Introduction
The latest release of the penaltyblog
Python package brings a major upgrade to your football analytics toolkit.
Highlights include:
- Interactive plotting for rich, dynamic pitch visualisations.
- Faster goal-model fitting with improved stability.
- More accurate goal-expectancy estimation.
- Powerful Flow query tools for streamlined data access.
Pitch - The Interactive Football Plotting Library
The standout feature in this release is the brand-new Pitch
plotting API - a fully interactive, Plotly-powered framework for building rich football pitch visualisations in Python.
Key capabilities:
- Multiple built-in pitch dimensions and themes.
- Horizontal or vertical layouts.
- Flexible view modes for zooming into specific areas.
- Layering of scatter points, heatmaps, kernel-density surfaces, comets, arrows, and more.
- Custom hover tooltips, colour schemes, opacity, and orientation controls.
You can:
- Display charts inline in Jupyter notebooks.
- Save as static images.
- Export as standalone HTML for embedding anywhere.
In short, it’s a single, versatile tool for producing publication-ready, explorable football data visuals.
Example: Shot Map
The example below uses the new Pitch
API to visualise every shot taken by Liverpool in match ID 22912 from StatsBomb.
Process:
- Data is pulled directly from StatsBomb via the
Flow
API. - We filter for Liverpool’s shots.
- We render them as an interactive Plotly chart.
Each marker shows a shot’s location, with hover tooltips displaying the player’s name and exact coordinates.
from penaltyblog.viz import Pitch
from penaltyblog.matchflow import Flow, where_equals, get_field
# 1) Pull and prep the data with Flow
def fmt(v): # stringifier (avoids None issues)
return "" if v is None else str(v)
flow = (
Flow
.statsbomb
.events(22912, optimize=True)
.filter(where_equals("type.name", "Shot"))
.filter(where_equals("team.name", "Liverpool"))
.assign(
hover_text=lambda x: f"{fmt(get_field(x,'player.name'))}: "
f"({fmt(get_field(x,'location.0'))}, "
f"{fmt(get_field(x,'location.1'))})"
)
)
# 2) Create the pitch
pitch = Pitch(
provider="statsbomb",
orientation="horizontal",
view="full",
theme="night",
show_axis=False,
show_legend=False,
title="Liverpool shots (StatsBomb 22912)",
subtitle="Hover for player + shot location",
)
# 3) Plot the shot map
pitch.plot_scatter(flow, "location.0", "location.1", hover="hover_text")
pitch.show()
Example: Layering Plots
One of the most powerful features of the new Pitch
API is layering - the ability to stack multiple plot types in a single interactive view.
You can:
- Start with a clean base pitch.
- Add scatter plots for individual events.
- Overlay heatmaps or kernel density estimates for spatial intensity.

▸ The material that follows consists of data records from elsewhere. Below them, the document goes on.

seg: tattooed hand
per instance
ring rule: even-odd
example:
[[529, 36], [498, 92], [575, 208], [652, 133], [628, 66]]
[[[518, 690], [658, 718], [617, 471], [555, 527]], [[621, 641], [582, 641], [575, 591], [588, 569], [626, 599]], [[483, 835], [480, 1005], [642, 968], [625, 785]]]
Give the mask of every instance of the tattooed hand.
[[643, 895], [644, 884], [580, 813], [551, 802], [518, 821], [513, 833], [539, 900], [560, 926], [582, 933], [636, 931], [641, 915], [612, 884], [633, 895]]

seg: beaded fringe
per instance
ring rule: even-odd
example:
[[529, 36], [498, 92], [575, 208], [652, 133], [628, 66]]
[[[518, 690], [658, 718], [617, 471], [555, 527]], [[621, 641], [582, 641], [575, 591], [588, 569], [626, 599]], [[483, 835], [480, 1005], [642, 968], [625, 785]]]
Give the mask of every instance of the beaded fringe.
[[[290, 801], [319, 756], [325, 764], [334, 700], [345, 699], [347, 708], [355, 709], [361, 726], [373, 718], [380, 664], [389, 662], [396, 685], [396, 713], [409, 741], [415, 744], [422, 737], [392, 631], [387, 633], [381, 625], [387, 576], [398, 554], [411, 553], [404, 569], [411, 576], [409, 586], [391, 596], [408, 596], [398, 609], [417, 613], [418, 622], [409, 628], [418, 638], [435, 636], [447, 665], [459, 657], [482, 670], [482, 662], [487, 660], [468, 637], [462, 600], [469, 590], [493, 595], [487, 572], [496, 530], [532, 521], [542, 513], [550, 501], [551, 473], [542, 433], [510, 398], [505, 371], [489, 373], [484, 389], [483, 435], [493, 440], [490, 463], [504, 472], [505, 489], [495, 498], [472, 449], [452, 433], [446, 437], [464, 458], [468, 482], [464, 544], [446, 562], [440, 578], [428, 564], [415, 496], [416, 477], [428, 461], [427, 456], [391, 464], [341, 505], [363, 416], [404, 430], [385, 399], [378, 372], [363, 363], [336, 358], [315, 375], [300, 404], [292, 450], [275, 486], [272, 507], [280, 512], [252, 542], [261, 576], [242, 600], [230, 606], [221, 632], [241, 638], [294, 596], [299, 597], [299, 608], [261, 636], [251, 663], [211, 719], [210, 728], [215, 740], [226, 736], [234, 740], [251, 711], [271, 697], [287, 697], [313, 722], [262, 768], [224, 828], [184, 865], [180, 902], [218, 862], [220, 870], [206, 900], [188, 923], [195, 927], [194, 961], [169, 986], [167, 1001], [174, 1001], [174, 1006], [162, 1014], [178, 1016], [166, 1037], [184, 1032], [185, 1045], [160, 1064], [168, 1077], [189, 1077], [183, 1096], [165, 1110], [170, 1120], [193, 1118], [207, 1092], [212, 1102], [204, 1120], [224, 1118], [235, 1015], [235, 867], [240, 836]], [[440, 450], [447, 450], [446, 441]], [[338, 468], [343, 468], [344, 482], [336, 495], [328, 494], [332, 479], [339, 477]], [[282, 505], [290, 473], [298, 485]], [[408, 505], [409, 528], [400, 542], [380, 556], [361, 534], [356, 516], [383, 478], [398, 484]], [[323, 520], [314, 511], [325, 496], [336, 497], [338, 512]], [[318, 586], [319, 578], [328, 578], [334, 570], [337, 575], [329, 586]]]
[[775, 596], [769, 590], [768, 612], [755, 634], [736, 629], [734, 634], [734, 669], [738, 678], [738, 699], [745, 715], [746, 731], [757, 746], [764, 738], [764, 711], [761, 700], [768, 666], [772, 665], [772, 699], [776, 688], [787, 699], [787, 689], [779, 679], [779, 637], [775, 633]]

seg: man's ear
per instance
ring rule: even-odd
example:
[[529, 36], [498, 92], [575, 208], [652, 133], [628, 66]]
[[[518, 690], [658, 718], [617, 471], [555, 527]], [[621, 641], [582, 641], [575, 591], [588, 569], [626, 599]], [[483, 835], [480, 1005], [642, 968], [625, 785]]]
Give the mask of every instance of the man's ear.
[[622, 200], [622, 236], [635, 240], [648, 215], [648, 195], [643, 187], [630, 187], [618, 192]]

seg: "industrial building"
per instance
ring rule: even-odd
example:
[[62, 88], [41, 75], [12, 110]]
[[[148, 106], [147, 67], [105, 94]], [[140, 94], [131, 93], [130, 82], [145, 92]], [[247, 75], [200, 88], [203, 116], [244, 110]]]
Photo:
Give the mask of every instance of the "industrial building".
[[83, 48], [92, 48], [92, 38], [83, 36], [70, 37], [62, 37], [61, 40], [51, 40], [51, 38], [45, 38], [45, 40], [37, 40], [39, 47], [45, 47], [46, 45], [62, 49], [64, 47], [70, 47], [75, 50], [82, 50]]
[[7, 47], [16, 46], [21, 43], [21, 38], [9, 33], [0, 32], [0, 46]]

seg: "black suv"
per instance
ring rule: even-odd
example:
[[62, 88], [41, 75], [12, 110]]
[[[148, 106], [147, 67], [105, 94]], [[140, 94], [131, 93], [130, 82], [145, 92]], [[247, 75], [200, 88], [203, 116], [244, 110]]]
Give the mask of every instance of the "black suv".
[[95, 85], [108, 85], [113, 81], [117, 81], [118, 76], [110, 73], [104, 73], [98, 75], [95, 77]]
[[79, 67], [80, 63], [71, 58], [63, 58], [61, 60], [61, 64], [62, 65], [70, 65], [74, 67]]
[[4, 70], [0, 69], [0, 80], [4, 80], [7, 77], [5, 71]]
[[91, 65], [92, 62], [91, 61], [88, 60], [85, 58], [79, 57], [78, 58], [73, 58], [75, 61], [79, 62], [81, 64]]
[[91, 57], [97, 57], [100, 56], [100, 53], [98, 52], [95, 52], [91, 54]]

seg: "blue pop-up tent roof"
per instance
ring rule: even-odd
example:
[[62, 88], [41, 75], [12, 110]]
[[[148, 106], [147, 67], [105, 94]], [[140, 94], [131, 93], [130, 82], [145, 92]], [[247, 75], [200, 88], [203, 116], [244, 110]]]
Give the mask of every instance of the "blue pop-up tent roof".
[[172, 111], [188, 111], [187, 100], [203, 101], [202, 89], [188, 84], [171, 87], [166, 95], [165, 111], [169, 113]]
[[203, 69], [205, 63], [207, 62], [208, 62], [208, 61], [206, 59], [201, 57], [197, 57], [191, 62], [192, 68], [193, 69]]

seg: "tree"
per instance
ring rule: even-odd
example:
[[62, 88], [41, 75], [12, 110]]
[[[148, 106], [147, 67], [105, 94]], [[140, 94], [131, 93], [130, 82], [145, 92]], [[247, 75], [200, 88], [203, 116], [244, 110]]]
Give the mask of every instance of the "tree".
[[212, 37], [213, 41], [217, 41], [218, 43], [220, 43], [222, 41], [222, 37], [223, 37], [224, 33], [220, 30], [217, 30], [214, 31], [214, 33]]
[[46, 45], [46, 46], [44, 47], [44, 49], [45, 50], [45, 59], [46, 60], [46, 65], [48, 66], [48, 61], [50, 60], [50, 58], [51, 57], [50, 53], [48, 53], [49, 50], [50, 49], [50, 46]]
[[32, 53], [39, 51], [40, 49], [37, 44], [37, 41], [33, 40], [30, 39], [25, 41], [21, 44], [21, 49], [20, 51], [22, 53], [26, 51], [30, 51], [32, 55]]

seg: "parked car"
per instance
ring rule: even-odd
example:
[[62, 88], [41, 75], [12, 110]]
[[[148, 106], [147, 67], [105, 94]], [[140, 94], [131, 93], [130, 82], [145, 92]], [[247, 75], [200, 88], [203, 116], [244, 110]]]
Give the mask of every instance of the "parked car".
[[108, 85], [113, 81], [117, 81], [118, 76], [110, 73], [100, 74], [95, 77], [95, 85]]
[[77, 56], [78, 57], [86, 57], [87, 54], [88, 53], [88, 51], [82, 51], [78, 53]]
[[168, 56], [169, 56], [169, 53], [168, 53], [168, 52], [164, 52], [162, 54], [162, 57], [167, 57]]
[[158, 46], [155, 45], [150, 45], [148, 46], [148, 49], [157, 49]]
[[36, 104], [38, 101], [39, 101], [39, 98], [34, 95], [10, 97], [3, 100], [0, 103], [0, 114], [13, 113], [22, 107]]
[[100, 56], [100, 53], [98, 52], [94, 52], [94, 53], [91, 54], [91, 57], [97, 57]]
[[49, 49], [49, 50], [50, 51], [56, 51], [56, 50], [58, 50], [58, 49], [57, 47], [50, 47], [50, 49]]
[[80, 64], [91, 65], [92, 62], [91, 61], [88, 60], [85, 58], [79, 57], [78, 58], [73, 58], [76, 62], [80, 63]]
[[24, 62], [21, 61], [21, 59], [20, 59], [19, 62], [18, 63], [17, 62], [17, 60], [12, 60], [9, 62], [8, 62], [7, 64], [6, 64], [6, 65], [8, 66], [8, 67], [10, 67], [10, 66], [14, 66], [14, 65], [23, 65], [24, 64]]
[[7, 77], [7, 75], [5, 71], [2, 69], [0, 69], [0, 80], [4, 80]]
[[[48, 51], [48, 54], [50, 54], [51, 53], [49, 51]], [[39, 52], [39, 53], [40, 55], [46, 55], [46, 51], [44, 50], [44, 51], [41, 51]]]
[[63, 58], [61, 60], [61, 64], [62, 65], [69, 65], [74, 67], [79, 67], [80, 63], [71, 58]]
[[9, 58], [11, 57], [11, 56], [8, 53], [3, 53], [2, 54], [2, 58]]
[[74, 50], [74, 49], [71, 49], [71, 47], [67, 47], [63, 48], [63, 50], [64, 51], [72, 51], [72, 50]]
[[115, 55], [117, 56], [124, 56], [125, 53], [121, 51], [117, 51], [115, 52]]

- Draw arrows to indicate passes or runs.
- Use “comet” trails to visualise player or ball movement.
Each layer:
- Is fully customisable in colour, opacity, and tooltip content.
- Can be shown, hidden, or reordered at any time.
- Works seamlessly together to create rich, multi-dimensional visualisations.
import numpy as np
import pandas as pd
from penaltyblog.viz import Pitch
# 1) Pull and prep the data with Flow
flow = (
Flow
.statsbomb
.events(22912, optimize=True)
.filter(where_equals("type.name", "Pass"))
.filter(where_equals("team.name", "Liverpool"))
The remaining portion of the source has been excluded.